Newborn Kittens Health Problem
Kittens have a higher likelihood of developing health problems. Newborn kittens are vulnerable because their temperature control mechanisms are underdeveloped. They are more prone to dehydration and low blood sugar or hypoglycemia, and their immune system is still immature. As a result, regardless of the initial cause, these kittens can die quickly.
Some common ones are intestinal parasites, respiratory infections, congenital diseases, and other infectious illnesses. One of the most widely known conditions according to the study is fading kitten syndrome: it is a condition in which kittens fail to grow well between birth since they stop getting milk from their mother. It usually lasts about four to five weeks–but this can also be critical. If you notice any signs of this condition in your kitten, immediately take your pet to a vet.
Postpartum Health Problems
For a new mother, the physical and emotional demands of pregnancy, childbirth and the immediate postpartum period can be overwhelming. Hormones surge as she breastfeeds, and her body heals after giving birth. Be on the lookout for these other possible health issues in your cat, and make sure to have her checked out by her veterinarian.
Mastitis is a bacterial infection of the milk ducts that happens when swollen mammary glands make it hard for a mother cat to make milk. The teats get swollen and hot, so the mother cat may not let the kittens nurse. Mastitis is an emergency case and needs to be seen by a veterinarian. Most of the time, the cat needs antibiotics to fight the infection.
Hypocalcemia, also called “milk fever,” is a rare but serious condition in cats. This condition can happen if your cat does not get enough calcium while you are pregnant or nursing. Some signs are seizures, falling, shaky muscles, restlessness, and too much breathing.
Metritis is a serious infection of the uterus, and it is also an emergency in the animal world. After giving birth to her kittens, a mother cat should have normal vaginal drainage. However, if you notice a discharge that smells bad or other signs such as tiredness, fever, and inability to make milk–there may be a problem. The mother cat may need to be treated in a hospital and may need to be spayed right away.

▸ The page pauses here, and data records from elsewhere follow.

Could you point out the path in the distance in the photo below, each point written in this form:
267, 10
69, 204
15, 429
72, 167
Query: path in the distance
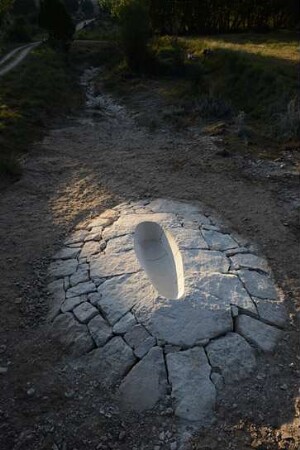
15, 57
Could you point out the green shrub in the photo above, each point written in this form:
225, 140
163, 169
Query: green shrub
135, 33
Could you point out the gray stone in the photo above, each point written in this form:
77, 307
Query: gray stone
146, 383
189, 239
67, 253
236, 251
80, 276
197, 262
57, 291
140, 340
124, 324
194, 393
218, 380
120, 294
257, 284
219, 241
76, 237
94, 236
74, 337
100, 330
100, 222
80, 289
89, 248
110, 362
274, 313
60, 268
94, 298
85, 312
71, 303
127, 223
105, 265
228, 289
120, 244
66, 283
187, 321
172, 206
249, 261
233, 356
263, 336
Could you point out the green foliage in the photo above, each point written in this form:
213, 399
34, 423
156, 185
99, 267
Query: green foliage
29, 98
19, 30
54, 18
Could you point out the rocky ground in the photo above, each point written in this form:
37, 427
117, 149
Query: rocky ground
86, 165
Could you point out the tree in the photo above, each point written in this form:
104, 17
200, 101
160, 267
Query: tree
54, 18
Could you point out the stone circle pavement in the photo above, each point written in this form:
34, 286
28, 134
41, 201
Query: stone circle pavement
108, 315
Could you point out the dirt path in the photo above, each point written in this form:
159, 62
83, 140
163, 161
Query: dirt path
86, 165
15, 57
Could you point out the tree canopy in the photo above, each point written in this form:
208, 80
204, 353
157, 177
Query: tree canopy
215, 16
54, 18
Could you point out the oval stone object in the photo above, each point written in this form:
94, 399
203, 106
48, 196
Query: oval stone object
160, 257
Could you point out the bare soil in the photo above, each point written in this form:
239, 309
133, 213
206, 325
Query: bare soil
87, 163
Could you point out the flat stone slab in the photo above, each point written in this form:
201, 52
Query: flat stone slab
139, 340
111, 362
257, 284
185, 322
192, 389
74, 337
219, 241
61, 268
223, 304
261, 335
100, 330
249, 261
105, 265
228, 289
233, 356
120, 294
146, 383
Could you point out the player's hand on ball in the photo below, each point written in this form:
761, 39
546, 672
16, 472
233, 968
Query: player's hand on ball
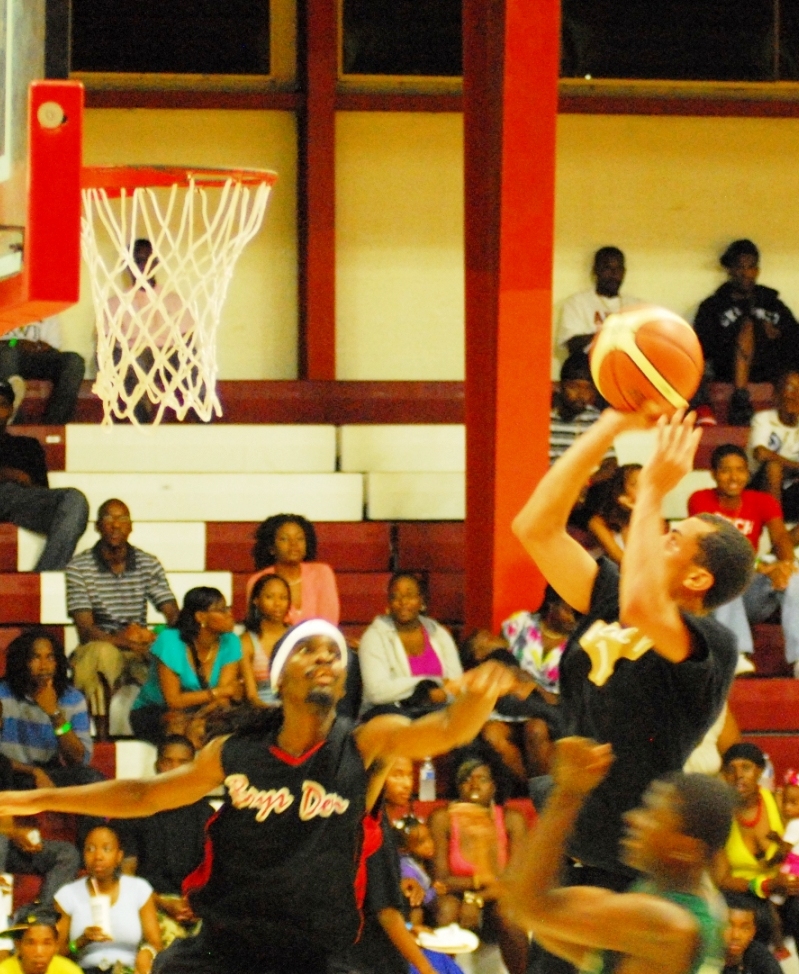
580, 764
675, 449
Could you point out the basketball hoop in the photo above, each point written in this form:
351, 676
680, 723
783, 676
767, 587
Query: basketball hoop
158, 311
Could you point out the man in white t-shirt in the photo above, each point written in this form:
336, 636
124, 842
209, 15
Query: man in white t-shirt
582, 314
34, 352
773, 449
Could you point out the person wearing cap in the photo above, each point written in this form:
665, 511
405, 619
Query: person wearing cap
27, 500
35, 935
281, 886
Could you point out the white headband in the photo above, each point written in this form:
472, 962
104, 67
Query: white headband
297, 634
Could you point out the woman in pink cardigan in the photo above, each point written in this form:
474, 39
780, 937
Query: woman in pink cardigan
285, 545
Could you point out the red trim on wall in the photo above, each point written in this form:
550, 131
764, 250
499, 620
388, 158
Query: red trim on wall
511, 52
316, 189
709, 106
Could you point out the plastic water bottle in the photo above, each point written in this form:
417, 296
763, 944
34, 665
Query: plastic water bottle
767, 777
427, 781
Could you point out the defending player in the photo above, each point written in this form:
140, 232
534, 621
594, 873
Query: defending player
669, 923
279, 888
648, 668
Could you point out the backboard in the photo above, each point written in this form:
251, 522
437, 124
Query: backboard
40, 160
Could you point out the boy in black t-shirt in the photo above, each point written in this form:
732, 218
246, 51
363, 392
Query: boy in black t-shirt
648, 668
27, 501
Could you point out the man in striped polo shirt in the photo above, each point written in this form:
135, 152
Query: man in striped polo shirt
108, 588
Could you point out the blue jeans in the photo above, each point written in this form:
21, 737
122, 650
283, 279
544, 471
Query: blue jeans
57, 863
757, 603
60, 513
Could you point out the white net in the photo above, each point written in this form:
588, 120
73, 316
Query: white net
160, 262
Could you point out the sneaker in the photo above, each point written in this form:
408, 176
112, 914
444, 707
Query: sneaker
705, 417
744, 665
740, 411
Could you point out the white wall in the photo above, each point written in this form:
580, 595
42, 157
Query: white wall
258, 333
670, 191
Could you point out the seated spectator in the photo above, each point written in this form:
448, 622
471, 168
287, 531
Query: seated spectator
45, 729
164, 848
774, 584
747, 334
610, 523
408, 661
285, 545
34, 931
582, 314
108, 589
774, 448
27, 500
398, 790
743, 954
748, 864
34, 352
474, 839
265, 623
195, 665
131, 936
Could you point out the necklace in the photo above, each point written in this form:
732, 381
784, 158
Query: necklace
751, 824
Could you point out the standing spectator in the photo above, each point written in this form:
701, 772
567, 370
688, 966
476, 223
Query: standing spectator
407, 659
167, 846
285, 545
582, 314
35, 937
773, 448
34, 352
774, 584
747, 334
108, 588
195, 665
27, 500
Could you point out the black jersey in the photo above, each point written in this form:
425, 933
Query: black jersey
284, 852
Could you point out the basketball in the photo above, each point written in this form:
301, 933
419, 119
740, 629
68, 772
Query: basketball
646, 353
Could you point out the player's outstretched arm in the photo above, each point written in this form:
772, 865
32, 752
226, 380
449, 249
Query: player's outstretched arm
541, 523
384, 738
134, 798
575, 921
644, 596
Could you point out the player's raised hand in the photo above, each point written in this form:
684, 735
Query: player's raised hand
580, 764
675, 448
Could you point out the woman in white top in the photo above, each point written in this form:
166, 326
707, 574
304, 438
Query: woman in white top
409, 663
131, 936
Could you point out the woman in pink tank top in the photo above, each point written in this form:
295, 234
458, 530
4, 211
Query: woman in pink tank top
474, 839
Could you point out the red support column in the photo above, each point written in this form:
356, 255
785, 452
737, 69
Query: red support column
316, 177
511, 59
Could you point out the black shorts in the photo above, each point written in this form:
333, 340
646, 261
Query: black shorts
225, 953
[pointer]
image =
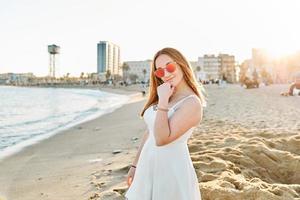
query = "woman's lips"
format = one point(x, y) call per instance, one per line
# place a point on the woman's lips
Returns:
point(169, 79)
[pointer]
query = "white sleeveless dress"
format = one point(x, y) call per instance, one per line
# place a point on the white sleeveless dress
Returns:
point(164, 172)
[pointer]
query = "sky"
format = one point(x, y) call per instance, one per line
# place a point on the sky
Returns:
point(141, 28)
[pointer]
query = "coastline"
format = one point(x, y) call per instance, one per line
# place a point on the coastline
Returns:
point(246, 147)
point(63, 162)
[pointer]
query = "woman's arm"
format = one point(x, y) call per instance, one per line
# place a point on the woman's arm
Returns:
point(188, 115)
point(145, 136)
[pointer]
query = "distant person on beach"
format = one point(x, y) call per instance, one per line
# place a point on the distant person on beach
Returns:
point(294, 88)
point(162, 169)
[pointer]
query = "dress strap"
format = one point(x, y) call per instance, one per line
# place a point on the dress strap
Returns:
point(181, 100)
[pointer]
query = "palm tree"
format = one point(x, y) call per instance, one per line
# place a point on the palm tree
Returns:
point(108, 74)
point(125, 68)
point(81, 75)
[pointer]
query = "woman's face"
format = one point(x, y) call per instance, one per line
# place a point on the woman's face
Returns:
point(173, 78)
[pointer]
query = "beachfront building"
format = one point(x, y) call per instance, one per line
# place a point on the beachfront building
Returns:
point(228, 68)
point(210, 64)
point(16, 78)
point(139, 69)
point(108, 58)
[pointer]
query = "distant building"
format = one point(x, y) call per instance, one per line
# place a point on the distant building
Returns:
point(217, 67)
point(228, 68)
point(210, 64)
point(108, 58)
point(16, 78)
point(139, 68)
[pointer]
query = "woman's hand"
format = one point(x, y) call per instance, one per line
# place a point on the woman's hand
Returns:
point(130, 176)
point(164, 91)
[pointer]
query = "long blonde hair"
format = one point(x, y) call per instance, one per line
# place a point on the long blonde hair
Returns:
point(188, 76)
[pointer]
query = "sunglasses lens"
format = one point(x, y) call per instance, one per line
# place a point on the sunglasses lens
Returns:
point(159, 73)
point(171, 67)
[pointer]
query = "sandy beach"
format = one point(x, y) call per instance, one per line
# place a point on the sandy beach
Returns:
point(247, 147)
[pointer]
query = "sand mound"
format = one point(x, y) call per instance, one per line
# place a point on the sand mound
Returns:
point(246, 164)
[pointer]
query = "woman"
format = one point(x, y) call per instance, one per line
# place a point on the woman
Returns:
point(162, 169)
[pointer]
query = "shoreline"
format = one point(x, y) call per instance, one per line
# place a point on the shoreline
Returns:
point(133, 96)
point(28, 173)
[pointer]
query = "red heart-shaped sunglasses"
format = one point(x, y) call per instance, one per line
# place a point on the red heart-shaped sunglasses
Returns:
point(160, 72)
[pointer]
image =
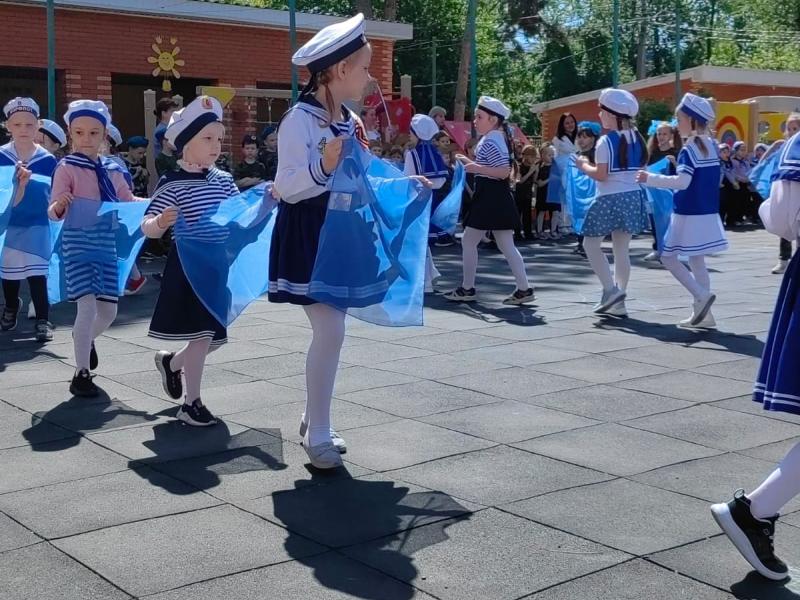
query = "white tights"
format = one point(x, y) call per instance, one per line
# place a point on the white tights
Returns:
point(697, 281)
point(622, 260)
point(782, 485)
point(93, 318)
point(505, 242)
point(191, 359)
point(322, 361)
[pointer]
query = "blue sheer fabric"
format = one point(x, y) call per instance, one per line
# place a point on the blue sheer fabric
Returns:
point(445, 217)
point(96, 249)
point(661, 200)
point(371, 256)
point(223, 254)
point(580, 192)
point(761, 175)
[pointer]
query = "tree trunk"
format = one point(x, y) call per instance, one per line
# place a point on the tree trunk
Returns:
point(641, 47)
point(460, 103)
point(390, 10)
point(364, 6)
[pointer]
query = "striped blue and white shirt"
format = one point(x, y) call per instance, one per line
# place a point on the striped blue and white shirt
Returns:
point(492, 151)
point(194, 194)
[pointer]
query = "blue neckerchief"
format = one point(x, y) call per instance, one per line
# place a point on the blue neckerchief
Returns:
point(427, 160)
point(101, 169)
point(789, 161)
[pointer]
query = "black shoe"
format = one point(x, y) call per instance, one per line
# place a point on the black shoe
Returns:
point(461, 295)
point(752, 537)
point(44, 331)
point(196, 414)
point(171, 380)
point(82, 385)
point(8, 322)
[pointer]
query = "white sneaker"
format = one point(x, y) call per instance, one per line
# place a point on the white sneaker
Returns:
point(617, 310)
point(780, 268)
point(708, 322)
point(609, 299)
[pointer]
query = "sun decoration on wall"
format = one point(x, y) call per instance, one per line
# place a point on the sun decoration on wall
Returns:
point(166, 62)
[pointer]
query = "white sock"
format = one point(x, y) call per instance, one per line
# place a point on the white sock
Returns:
point(322, 362)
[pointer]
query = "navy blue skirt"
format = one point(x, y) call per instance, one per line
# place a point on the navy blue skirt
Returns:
point(778, 384)
point(179, 314)
point(295, 240)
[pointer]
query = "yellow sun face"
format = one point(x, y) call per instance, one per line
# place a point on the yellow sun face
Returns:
point(166, 62)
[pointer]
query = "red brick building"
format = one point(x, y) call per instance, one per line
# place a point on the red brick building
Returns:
point(724, 84)
point(102, 50)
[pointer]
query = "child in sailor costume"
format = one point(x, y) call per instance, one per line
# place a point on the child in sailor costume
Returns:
point(425, 160)
point(81, 182)
point(619, 209)
point(310, 140)
point(695, 228)
point(493, 207)
point(28, 259)
point(194, 189)
point(749, 520)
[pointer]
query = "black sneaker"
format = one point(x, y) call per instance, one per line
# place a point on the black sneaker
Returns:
point(520, 297)
point(171, 380)
point(461, 295)
point(752, 537)
point(44, 331)
point(196, 414)
point(8, 322)
point(82, 385)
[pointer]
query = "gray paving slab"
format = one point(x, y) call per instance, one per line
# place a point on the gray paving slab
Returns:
point(713, 479)
point(323, 577)
point(616, 449)
point(181, 549)
point(419, 398)
point(507, 421)
point(515, 383)
point(352, 379)
point(13, 535)
point(716, 562)
point(498, 475)
point(600, 369)
point(685, 385)
point(404, 443)
point(715, 428)
point(251, 472)
point(607, 403)
point(633, 580)
point(21, 577)
point(75, 507)
point(286, 418)
point(513, 556)
point(672, 519)
point(54, 462)
point(347, 512)
point(174, 440)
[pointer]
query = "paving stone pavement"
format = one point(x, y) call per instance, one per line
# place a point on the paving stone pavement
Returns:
point(497, 453)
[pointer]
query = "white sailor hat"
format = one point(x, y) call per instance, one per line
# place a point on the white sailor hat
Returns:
point(114, 134)
point(95, 109)
point(494, 107)
point(697, 108)
point(187, 122)
point(21, 105)
point(331, 45)
point(424, 127)
point(620, 103)
point(53, 130)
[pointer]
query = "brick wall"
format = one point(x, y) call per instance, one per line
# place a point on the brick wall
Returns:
point(92, 46)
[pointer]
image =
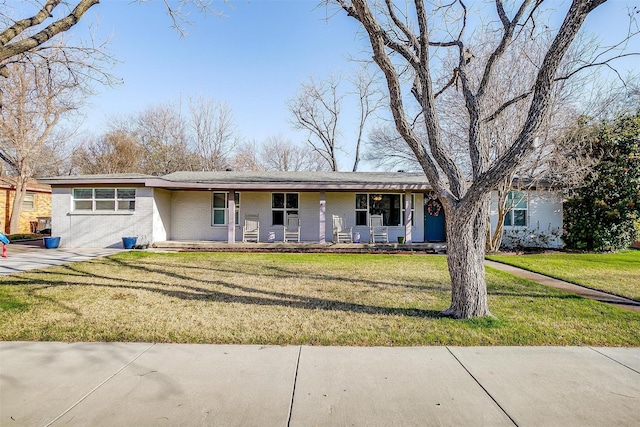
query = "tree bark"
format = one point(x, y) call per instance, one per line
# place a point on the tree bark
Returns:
point(16, 208)
point(466, 238)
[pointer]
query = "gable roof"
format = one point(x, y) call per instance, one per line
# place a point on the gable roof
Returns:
point(231, 180)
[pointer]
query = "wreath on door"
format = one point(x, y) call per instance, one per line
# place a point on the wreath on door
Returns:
point(434, 207)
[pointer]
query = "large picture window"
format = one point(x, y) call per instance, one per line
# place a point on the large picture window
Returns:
point(516, 209)
point(220, 208)
point(390, 206)
point(283, 204)
point(104, 199)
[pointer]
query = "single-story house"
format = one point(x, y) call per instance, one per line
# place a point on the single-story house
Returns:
point(98, 210)
point(36, 206)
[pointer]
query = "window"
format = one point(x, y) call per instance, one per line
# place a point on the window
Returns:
point(388, 205)
point(283, 204)
point(104, 199)
point(220, 208)
point(29, 202)
point(412, 209)
point(516, 209)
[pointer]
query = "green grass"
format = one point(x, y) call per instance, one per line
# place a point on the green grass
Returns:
point(617, 273)
point(314, 299)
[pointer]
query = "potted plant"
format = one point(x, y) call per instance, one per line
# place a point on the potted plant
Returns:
point(129, 242)
point(51, 242)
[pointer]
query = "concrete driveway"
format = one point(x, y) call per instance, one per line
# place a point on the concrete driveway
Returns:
point(29, 257)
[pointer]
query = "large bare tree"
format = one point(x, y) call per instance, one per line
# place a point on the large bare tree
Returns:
point(214, 133)
point(278, 154)
point(117, 151)
point(38, 94)
point(408, 44)
point(316, 109)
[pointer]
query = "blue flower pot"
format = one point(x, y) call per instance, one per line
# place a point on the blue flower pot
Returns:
point(129, 242)
point(51, 242)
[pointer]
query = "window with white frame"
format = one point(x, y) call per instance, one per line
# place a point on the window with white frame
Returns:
point(412, 208)
point(104, 199)
point(390, 206)
point(29, 202)
point(220, 208)
point(282, 205)
point(517, 206)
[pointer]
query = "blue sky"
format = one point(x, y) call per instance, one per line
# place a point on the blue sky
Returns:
point(254, 58)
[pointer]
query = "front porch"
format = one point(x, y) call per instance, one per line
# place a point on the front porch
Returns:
point(210, 246)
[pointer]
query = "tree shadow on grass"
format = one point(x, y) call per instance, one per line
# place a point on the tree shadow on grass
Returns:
point(187, 292)
point(280, 272)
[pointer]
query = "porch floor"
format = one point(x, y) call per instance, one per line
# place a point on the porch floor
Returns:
point(210, 246)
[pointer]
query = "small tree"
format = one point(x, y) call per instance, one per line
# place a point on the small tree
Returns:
point(601, 214)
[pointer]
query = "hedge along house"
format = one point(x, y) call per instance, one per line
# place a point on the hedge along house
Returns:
point(98, 210)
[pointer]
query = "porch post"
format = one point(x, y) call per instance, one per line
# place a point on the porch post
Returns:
point(407, 216)
point(231, 215)
point(322, 235)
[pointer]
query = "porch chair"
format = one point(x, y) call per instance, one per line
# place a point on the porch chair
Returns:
point(341, 233)
point(378, 231)
point(251, 228)
point(292, 229)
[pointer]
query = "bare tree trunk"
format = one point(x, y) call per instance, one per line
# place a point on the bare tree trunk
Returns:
point(16, 209)
point(466, 237)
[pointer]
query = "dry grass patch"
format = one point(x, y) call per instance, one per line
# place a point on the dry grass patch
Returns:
point(617, 273)
point(317, 299)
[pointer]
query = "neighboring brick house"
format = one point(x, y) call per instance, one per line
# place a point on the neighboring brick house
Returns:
point(36, 208)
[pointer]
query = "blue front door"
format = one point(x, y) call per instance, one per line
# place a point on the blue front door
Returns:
point(434, 228)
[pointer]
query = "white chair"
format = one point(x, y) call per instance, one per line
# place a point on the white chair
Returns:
point(341, 233)
point(292, 229)
point(251, 228)
point(378, 231)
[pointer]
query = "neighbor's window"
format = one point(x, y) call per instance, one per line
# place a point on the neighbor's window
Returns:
point(104, 199)
point(219, 208)
point(516, 209)
point(283, 204)
point(29, 202)
point(388, 205)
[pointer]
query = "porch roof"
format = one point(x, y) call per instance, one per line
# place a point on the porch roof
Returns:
point(231, 180)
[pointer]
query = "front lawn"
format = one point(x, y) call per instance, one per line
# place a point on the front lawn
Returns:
point(617, 273)
point(314, 299)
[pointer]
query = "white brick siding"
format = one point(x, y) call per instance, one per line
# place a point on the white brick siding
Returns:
point(544, 221)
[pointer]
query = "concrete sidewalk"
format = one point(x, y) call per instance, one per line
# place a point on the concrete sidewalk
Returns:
point(116, 384)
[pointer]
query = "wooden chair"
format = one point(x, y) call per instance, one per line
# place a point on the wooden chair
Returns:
point(378, 231)
point(251, 228)
point(292, 229)
point(341, 233)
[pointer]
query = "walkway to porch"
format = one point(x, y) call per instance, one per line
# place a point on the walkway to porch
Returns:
point(205, 245)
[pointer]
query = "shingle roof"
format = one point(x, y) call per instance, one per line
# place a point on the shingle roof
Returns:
point(298, 177)
point(341, 181)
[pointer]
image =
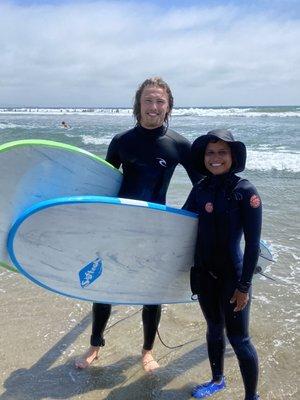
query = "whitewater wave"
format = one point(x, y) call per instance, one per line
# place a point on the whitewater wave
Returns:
point(267, 161)
point(246, 112)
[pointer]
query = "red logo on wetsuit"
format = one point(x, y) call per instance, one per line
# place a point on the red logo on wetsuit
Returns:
point(254, 201)
point(209, 207)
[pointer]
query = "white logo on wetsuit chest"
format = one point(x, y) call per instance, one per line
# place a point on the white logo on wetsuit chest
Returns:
point(162, 162)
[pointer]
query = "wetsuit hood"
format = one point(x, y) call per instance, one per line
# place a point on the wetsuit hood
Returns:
point(238, 150)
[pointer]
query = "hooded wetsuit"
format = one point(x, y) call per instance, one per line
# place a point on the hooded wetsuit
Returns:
point(148, 159)
point(228, 206)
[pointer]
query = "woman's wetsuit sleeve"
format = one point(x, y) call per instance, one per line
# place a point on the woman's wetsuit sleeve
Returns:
point(112, 155)
point(252, 222)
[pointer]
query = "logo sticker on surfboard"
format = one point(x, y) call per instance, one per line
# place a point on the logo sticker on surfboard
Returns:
point(90, 272)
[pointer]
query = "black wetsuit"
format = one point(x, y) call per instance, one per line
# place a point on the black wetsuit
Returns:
point(148, 159)
point(228, 206)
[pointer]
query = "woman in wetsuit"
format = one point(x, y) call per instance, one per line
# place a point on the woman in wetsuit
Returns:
point(228, 207)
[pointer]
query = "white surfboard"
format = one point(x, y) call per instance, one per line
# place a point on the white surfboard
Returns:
point(36, 170)
point(107, 250)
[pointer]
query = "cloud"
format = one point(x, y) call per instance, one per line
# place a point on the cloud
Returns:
point(95, 53)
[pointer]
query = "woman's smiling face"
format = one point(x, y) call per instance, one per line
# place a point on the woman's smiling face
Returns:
point(217, 157)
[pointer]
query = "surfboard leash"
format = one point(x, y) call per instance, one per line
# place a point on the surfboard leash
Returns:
point(174, 347)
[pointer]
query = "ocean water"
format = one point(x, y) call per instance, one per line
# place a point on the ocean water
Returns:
point(272, 137)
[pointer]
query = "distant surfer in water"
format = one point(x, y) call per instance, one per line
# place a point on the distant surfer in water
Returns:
point(65, 125)
point(228, 207)
point(148, 154)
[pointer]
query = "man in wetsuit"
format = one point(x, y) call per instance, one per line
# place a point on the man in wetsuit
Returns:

How To Take Care Of A Cat Who Just Gave Birth: FAQs
It is important to keep a close eye on your cat and her kittens after she gives birth to make sure they are all happy and healthy. So, here are the most common questions owners have about how to care for a cat that has just given birth.
Veterinarians advise against touching kittens while their eyes are closed. You can monitor their health and weight gain, but avoid direct physical contact with them. The mother will also express her feelings about you handling her babies.
Most cats would rather be left alone when giving birth and do not want to be petted or touched. It is best to give your pregnant cat as much privacy as possible while still being able to watch for any signs of trouble or distress during the birthing process.
Your cat is likely to be very hungry and tired after giving birth. She will have to stay with her kittens to feed them and bond with them. Make sure that they are in a quiet, disturbance-free environment.
It is important to let your mom cat know that you are there for her, but only bother her if she seems to need you. You can talk softly, pet her and even play with her to help her feel better.
You should not move your cat once she has decided on a birthing spot, as this can cause her distress. Labor could begin soon after your cat settles in and last up to 12 hours, during which time she may make extremely loud and disturbing noises.
So it’s pretty clear that caring for a new mother cat, and her litter of kittens can be a big responsibility. But if you’re up to the task, there’s nothing more rewarding than being a good parent to another creature.